The Post-it Note Game
I tucked the kids in the stroller and handed my older daughter a stack of post-it notes and a marker. I then gave her a challenge (and given her independent nature, was moderately shocked that she complied) to draw whatever she imagined and we would attach it to public poles/benches/newspaper stands along the walk.
The idea would be to inspire our neighbors to look more closely at the parts of their world that are less than interesting.
She thought this was a lot of fun and got right to work.
Sticking the Post-it Notes
As she finished a drawing, she’d hop out of the stroller and find something to stick it to. The post-its weren’t tacky enough to adhere on their own, so I brought along some heavy-duty sticky glue dots to help us out.
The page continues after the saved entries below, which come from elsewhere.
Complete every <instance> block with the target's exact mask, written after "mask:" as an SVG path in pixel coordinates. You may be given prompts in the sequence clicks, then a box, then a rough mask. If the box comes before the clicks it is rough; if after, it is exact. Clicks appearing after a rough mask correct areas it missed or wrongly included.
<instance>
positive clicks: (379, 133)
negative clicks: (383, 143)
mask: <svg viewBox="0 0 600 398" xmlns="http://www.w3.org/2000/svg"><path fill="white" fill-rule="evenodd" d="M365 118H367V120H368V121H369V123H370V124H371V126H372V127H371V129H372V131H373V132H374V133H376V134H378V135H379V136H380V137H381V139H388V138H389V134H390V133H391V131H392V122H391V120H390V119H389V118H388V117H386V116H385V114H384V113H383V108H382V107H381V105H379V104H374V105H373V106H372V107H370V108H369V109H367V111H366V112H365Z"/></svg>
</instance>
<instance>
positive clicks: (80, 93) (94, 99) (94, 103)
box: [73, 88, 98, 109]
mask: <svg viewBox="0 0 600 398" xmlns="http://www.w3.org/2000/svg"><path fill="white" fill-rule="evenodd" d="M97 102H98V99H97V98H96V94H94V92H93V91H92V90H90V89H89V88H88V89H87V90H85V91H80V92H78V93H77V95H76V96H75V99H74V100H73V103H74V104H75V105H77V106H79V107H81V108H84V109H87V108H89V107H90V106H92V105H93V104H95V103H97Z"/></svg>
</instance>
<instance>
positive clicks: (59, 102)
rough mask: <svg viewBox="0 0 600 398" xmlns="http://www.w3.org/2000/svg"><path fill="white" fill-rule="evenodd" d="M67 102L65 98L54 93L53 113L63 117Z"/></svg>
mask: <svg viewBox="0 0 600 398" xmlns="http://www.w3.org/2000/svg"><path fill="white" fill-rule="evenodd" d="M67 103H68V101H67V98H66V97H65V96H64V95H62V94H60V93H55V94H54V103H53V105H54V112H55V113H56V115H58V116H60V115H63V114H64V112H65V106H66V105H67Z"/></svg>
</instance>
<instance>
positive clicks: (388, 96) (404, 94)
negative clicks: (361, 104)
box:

Sticky tape or a stapler could also work for certain surfaces.
Before we reached the park, we placed about seven post-its, and we promised to retrace our steps on the way home to see how our public art gallery was doing.
And this is where the project took a surprising turn…
One of the post-its was gone! My daughter was distraught, and it soon became clear that she imagined they’d hold their little piece of public real estate forever. She wanted to know who took the note and why. I explained that it could have flown away or maybe someone liked the piece so much that they wanted it for their own.
But none of this consoled her so we carefully counted and collected all of our yellow treasures and re-posted them in the security of our own home.
A project like this raises questions about littering versus beautifying. We talked about the “lost cat” posters that we came across and wondered if the owner would ever come back to collect the signs. So collecting our bits and pieces made us feel better about keeping our neighborhood clean.
I love coming across little pieces of inspiration like this, and I have a feeling that we’ll make art like this again as my kids get older (and maybe less attached to their work). Not only could this be a good way to explore ephemeral art, public art, and interactive art, but it also shows children that art can exist beyond the confines of a classroom, art table, or museum.
How do you think your kids would feel about making and posting public post-it art?